# What if Alvin and the Chipmunks were *awesome* instead of shit?



## Lobar (May 12, 2010)

They'd be Pikku-Orava, fighting mighty pinecone golems through the brutal power of metal, that's what.

[yt]gbx6QUoGpdY[/yt]


----------



## <CaliforniaStripes> (May 15, 2010)

I liked the old cartoon when i was a kid, the movies just appeal to newer generations and they werent the real deal


----------



## Ames (May 15, 2010)

...the fuck?


----------



## Nanakisan (May 15, 2010)

Have to agree with <CaliforniaStripes>.

The old toon series of the munks was enjoyable as a kid and still is today mostly because it stayed focused to the whole story of the munks. then came the movies which i nthe beginning for the animated ones when they first began were ok in my opinion. not complaining to the alvin and the chipmunks version of the movie BIG hehehe nothing more fun then wishing on a broken busted fortune telling machine then winding up older and bigger.

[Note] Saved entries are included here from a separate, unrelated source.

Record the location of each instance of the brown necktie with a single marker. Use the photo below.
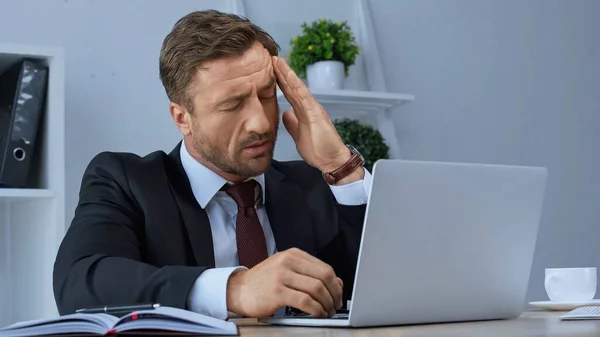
(251, 244)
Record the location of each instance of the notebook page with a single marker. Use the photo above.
(174, 325)
(177, 315)
(80, 323)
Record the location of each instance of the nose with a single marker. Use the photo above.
(256, 119)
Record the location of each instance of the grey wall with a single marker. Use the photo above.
(510, 82)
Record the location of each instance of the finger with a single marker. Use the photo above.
(313, 287)
(291, 124)
(304, 302)
(304, 104)
(309, 265)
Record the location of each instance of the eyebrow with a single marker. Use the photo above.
(239, 97)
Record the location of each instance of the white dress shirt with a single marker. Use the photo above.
(208, 294)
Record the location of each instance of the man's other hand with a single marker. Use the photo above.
(291, 278)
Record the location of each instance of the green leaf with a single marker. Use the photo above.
(328, 40)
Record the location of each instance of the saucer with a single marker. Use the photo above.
(564, 306)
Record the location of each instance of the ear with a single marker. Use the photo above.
(181, 117)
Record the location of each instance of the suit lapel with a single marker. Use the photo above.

But in relation to this movie. hahahah seriously thats just fun in a box. I liked the creativity i nthe use of the character. What i really enjoyed was how they got hi mto really just rock out. this must have taken lots of time to get the voices and posing timed correctly. the mouth i should has guessed is possibly a 3DSMax render because the mouth seemed a little un-natural due to the way it widened from side to side. the up and down motion of the mouth would have been all but needed.


----------



## LizardKing (May 15, 2010)

xD


----------



## Aden (May 15, 2010)

He's so metal that his fingers don't even have to move about the fretboard.


----------